What if all stories were three paragraphs max?
Kevin Matthews writes over at his blog:
(…) we know from reader research that readers very rarely get beyond the third paragraph.
What’s more, reader comments are becoming as important to the audience as the story.
So, if reader behaviour surveys are to be believed, most readers will read the start of the story and skip to the comments below.
I commented that this could be seen as a case for journalists to write shorter stories for online and save the meat for the comments where they can truly engage with the readers. The more I think about it, the more things I can come up with for the plus side of such an approach.
Let’s see what it would look like. You’d have a website where every story is no longer than three paragraphs. That seems amply sufficient: you’d have the intro to tell people what the story is and a second paragraph to explain why it should matter to them. You’d also have a third paragraph for those stories where you just can’t go with only two, but those should be the exception not the rule.
Only the stories that attract at least some response from the readers will be pursued and expanded with background and meatier analysis in the comments. This would allow journalists to have a genuine conversation with their readers and would also be very efficient because each story would get minimum resources until proven worthwhile.
It could work, couldn’t it? In fact, I bet it is already working somewhere. I haven’t found where yet, but let me know if something comes to mind.

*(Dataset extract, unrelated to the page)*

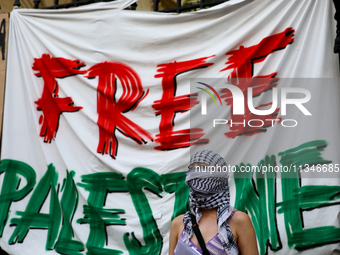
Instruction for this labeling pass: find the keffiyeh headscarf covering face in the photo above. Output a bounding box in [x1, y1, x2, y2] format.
[183, 150, 238, 255]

Tags: Kevin Matthews, story writing
It might work for some stories but I can’t see how it would work for all stories. For example, I’d like to see how this week’s Guardian/Trafigura/Cater-Ruck story could have been told in three pars, or the collapse of Lehman’s bank or other complicated stories about the global recession.
I do skim stories, often only the first two pars, but if the story is good and important and those two pars hold my attention, I’ll read on to the end, even if it’s a 2,000 word article.

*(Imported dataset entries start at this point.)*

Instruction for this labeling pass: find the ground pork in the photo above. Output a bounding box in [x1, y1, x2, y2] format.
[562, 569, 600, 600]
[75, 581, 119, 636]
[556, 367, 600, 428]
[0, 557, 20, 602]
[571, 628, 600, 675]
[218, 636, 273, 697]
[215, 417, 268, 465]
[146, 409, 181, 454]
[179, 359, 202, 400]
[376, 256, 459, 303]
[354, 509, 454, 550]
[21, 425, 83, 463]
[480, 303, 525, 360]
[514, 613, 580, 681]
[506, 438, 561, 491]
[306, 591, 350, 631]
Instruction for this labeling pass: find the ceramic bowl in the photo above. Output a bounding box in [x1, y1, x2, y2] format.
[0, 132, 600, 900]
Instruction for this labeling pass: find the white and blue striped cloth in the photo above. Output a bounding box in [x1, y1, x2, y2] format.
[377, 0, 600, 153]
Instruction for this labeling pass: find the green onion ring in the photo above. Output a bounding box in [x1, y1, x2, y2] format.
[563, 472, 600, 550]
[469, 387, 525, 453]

Louise, sure, there will be stories that require more words. But I don’t think there will be many of them, at least compared with the total. I reckon 80-90% of stories could get the 3-paragraph treatment, which will be a relief in an overstretched newsroom.
Well I’m sure we can all think of at lesat one story in the 24 hours which would have been overwritten at 3 pars, can’t we Ms Moir.
Two things strike me. 1. Even if it never made the final publication, the 3 par rule would be a good training discipline and make writing the teasers a lot easier in the same way writing Bills improves headlines.
The other issue would be page views online – if the story is essentially contained in the headline and a slightly extended teaser, it would create poor usability to force users to click though for just a par and a bit. Stopping the click through would effectively reduce traffic by up to half so unlikely to be appealing to publishers even if it proves good for users.
Sarah, I guess people would click through to see the comments on stories that have any. You are certainly right — it would mean less content to place ads next to. But are not many news websites already having trouble selling their inventory. Cutting back on content could be useful to the publishers as well as to the readers. Finding out which content exactly to cut is a tough call, but I think reader engagement could be a gauge.
Of course, this is all oversimplified. That is why we need to see examples.
Dilyan, I do think we should try something like this. If you have a bright idea, do set an example for everyone else. Besides, if you want people to believe you, better show them than just talk.
And another thing comes to mind when I’m contemplating your three par proposal – the success of a news service built on 80-90% short stories would depend very much on your audience. I do not think that every target group would be satisfied with only 200 to 300 words. But if you target your product right, you might get a great response.
Interestingly, we’ve been doing a bit of this with our lead stories recently. Reader comments suggest they don’t even notice it’s a truncated version (implying they don’t miss the extra copy) and that four pars is plenty for us to give them the facts they feel they need. Certainly hasn’t impacted on our page impressions or comments.
I don’t know if we could do our job properly with four pars on every story (a bit like listening to BBC Radio One news, you never get the nuances) but I’m not sure that the readers would necessarily notice. My preference would be to combine it with a “for more on this story” when the subject merits it, and the “more” would be the reporter’s background and archive material that built up as the story developed over time.